The default model name is a placeholder

The built-in fallback model is a configurable placeholder, not a guarantee that your provider serves it. Always set model on the task or a deployment-wide default. See Installation.

`toolClasses` has no allowlist

Any class named in toolClasses is loaded and its @Tool methods are exposed to the LLM. Treat the field as privileged configuration; an allowlist / @AgentTool SPI is a planned hardening. See Tools.

No MCP tool allowlist / lazy discovery yet

All tools exposed by a configured MCP server are registered. There is no per-task allowlist/filter to narrow the LLM-visible set, and no lazy tool discovery — both are planned. Disambiguation across servers (name prefixing) is shipped. See Tools.
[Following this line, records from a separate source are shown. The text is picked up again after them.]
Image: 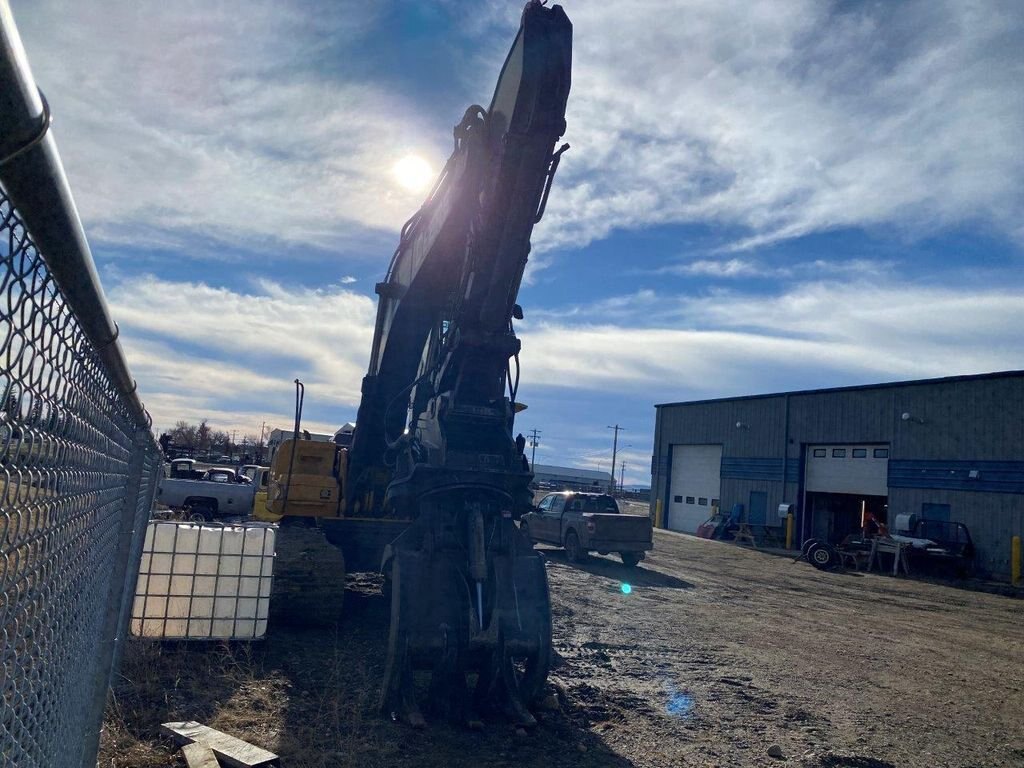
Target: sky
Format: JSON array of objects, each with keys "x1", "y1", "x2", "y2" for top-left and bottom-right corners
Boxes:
[{"x1": 10, "y1": 0, "x2": 1024, "y2": 485}]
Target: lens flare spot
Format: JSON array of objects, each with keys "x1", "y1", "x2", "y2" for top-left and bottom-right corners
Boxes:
[{"x1": 392, "y1": 155, "x2": 434, "y2": 191}]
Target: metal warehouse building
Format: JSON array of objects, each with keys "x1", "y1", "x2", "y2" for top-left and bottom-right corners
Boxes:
[{"x1": 651, "y1": 371, "x2": 1024, "y2": 578}]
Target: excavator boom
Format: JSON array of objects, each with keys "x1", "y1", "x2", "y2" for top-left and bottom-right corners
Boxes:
[{"x1": 267, "y1": 0, "x2": 572, "y2": 726}]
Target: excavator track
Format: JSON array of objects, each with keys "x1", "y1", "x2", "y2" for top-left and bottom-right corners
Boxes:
[
  {"x1": 269, "y1": 518, "x2": 345, "y2": 627},
  {"x1": 380, "y1": 499, "x2": 551, "y2": 728}
]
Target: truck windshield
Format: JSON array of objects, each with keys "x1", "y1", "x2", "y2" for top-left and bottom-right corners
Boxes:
[{"x1": 583, "y1": 496, "x2": 618, "y2": 513}]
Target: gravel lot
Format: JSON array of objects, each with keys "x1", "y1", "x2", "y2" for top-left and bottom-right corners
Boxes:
[{"x1": 99, "y1": 532, "x2": 1024, "y2": 768}]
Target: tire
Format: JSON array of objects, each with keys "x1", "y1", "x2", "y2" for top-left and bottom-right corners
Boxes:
[
  {"x1": 807, "y1": 542, "x2": 839, "y2": 570},
  {"x1": 800, "y1": 539, "x2": 819, "y2": 562},
  {"x1": 565, "y1": 530, "x2": 587, "y2": 562},
  {"x1": 618, "y1": 552, "x2": 643, "y2": 568}
]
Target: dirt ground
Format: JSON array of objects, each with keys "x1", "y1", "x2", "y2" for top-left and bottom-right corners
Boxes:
[{"x1": 99, "y1": 532, "x2": 1024, "y2": 768}]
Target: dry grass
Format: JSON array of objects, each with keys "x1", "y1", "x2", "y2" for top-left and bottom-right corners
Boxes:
[{"x1": 98, "y1": 577, "x2": 627, "y2": 768}]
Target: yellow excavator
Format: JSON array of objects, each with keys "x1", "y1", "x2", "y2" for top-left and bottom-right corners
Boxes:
[{"x1": 266, "y1": 0, "x2": 572, "y2": 726}]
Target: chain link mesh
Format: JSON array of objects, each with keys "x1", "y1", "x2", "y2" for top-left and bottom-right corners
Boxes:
[{"x1": 0, "y1": 188, "x2": 161, "y2": 768}]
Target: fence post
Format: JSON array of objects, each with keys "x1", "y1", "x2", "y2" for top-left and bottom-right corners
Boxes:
[
  {"x1": 81, "y1": 426, "x2": 153, "y2": 768},
  {"x1": 1010, "y1": 536, "x2": 1021, "y2": 587}
]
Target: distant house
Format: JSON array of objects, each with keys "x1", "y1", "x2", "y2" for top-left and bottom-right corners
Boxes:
[{"x1": 534, "y1": 464, "x2": 611, "y2": 490}]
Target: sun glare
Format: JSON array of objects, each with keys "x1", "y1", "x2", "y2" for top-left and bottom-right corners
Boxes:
[{"x1": 393, "y1": 155, "x2": 434, "y2": 191}]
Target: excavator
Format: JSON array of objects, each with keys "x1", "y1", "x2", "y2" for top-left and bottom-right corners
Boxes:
[{"x1": 260, "y1": 0, "x2": 572, "y2": 727}]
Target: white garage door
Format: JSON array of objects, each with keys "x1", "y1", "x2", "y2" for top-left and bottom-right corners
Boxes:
[
  {"x1": 668, "y1": 445, "x2": 722, "y2": 534},
  {"x1": 804, "y1": 445, "x2": 889, "y2": 496}
]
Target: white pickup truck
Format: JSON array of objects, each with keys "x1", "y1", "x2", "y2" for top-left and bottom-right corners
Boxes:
[{"x1": 157, "y1": 467, "x2": 259, "y2": 522}]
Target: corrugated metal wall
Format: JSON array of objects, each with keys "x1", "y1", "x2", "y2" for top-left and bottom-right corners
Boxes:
[{"x1": 651, "y1": 372, "x2": 1024, "y2": 577}]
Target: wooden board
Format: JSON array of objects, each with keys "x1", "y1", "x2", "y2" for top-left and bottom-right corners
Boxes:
[
  {"x1": 160, "y1": 721, "x2": 278, "y2": 768},
  {"x1": 181, "y1": 741, "x2": 220, "y2": 768}
]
No RAG vector index by default

The pgvector store is created without an ANN index, so retrieval is a linear scan — fine for small/medium knowledge bases; add an index out-of-band for very large stores. See RAG.

Not in this release: process-as-tool / ad-hoc subprocess orchestration

The umbrella concept and early presentations describe deeper “process-as-tool” and ad-hoc-subprocess orchestration (auto-exposing engine processes as MCP tools via an mcpProcess_ convention, AgentAdHocSubProcessBehavior, an AgentProcessEnginePlugin with Spring auto-configuration). None of that shipped in this module. The shipped connector exposes processes to the agent only through the built-in ProcessStarterTool (see Tools), and any MCP “process executor” integration is via a separate plugin configured through mcpServers.